In early June, a syndicate with links to Middle Eastern organised crime entities were charged for allegedly defrauding the NDIS of more than $2 million. Those arrested are also alleged to have threatened violence towards NDIS participants.
A week later a man was arrested and charged at Brisbane International Airport on suspicion of defrauding the National Disability Insurance Agency of more than $300,000. That’s millions of dollars allegedly taken from people with disability, and the taxpayers. Imagine targeting Australians living with disability? That’s the lowest of lows.
The Albanese Government will do whatever is necessary to stop this despicable behaviour. We will cancel the old government’s tactics for making life hard for genuine NDIS participants and instead I’ve pledged to end the wastage in the scheme, including reducing fraud.
It’s time these crooks are held accountable.
I want to put organised crime goons on notice that ripping off taxpayers and disabled people won’t be tolerated.
I want taxpayer support to get to the people who need it, and not be siphoned off by opportunistic people who are just engaging in fraudulent activity. The wider provider sector are hardworking and brilliant, but there are a few not doing the right thing by overcharging NDIS participants at higher rates than others.
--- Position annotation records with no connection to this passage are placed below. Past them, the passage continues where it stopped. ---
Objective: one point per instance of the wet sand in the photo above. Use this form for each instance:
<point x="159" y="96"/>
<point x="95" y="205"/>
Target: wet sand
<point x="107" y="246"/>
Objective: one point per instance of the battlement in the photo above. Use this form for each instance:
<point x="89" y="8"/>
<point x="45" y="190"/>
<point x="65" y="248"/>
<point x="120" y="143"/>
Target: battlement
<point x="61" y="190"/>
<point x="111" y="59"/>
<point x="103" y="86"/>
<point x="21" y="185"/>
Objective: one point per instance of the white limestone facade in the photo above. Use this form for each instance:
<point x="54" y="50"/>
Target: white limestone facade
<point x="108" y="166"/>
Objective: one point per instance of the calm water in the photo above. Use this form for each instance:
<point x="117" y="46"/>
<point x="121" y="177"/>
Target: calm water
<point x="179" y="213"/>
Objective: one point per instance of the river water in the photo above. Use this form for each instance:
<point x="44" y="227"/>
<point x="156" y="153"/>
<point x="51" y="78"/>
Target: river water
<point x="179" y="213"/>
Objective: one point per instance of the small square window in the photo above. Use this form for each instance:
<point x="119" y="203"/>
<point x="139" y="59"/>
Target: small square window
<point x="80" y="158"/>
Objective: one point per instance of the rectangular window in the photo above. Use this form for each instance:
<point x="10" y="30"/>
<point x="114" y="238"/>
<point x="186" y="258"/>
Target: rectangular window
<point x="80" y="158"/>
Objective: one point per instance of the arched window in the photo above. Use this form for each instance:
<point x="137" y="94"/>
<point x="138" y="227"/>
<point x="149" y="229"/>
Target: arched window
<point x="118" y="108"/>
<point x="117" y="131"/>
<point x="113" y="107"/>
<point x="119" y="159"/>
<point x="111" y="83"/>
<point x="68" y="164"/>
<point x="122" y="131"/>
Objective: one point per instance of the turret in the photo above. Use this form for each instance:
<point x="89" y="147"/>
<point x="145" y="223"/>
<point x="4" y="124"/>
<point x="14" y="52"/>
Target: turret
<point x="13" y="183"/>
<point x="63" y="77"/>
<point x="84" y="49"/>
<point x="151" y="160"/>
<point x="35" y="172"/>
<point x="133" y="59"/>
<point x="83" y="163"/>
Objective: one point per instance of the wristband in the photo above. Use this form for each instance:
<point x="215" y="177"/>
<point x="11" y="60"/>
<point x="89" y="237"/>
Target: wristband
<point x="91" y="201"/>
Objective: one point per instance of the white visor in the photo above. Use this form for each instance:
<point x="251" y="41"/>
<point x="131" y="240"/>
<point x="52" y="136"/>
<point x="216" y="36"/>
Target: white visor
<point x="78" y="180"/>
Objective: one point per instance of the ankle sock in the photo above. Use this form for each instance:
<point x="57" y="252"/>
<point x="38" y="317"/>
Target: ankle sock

It doesn’t matter if someone is attempting to skim hundreds of thousands of dollars, or $2. Protecting NDIS funding, and ensuring participants can access the funding intended for their support, is paramount.
In recent times, more than 38,000 incorrect or non-compliant payments have been cancelled or recovered. And tens of millions dollars have been returned to Australians living with disability.
We know that sometimes people make mistakes, and the overwhelming majority of NDIS providers do the right thing, but it’s really critical that taxpayers funding is being used to support those it was intended for.
A few bad eggs — whose goal is a bigger bottom line rather than a better life for the people they are supporting — should not give the wider provider sector a bad name.
We need to work together — NDIS participants, providers, the NDIA, the NDIS Commission and the wider disability sector — to report the crooks in order to ensure people with disability receive their support.
Report any suspect billing or provider behaviour to the NDIA by emailing fraudreporting@ndis.gov.au or contact the NDIS Commission with any concerns about the way in which NDIS supports and services are being provided.
Doing so might ensure someone isn’t being scammed of money by some crooked hoon. Cracking down on the crooks is a sure-fire way of getting scarce taxpayer dollars to our most deserving citizens.